当社グループとしましては、今回の新型コロナウイルス感染症の影響により、グローバル経済の今後に大きな変化が生じるとともに、我が国においては、人口減少時代に対応した働き方改革、情報技術の進歩やそれに伴う購買行動・流通構造の変化、ESGに関する意識の高まりなど、社会の構造的変化が加速化すると考えております。

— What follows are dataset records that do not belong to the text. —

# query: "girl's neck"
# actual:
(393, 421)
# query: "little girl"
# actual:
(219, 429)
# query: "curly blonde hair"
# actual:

従いまして、2020年度におきましては、新型コロナウイルスショックなど当社グループを取り巻く外部環境の大きな変化やリスクに対応し、次の5点を重要推進施策として取り組みます。
・国内鉄鋼事業の最適な生産・販売・購買体制の構築
・海外鉄鋼事業の現地化ならびに「グローカル・ニッチ戦略」の推進
・ポストコロナ時代に対応したグループ総合力の強化
・サステナブルな社会の実現に向けた取り組み
・ワークスタイルの変化に対応した職場づくり・人づくり
これからは、人をつなぎ、時をつなぎながら持続的成長を続けていくとともに、イノベーションにも挑戦していかなければなりません。
今後の成長を見据えた次期中期経営計画の策定を視野に入れつつ、上記施策に取り組んでまいります。
なお、文中における将来の事項については、有価証券報告書提出日(2020年6月29日)現在において判断したものです。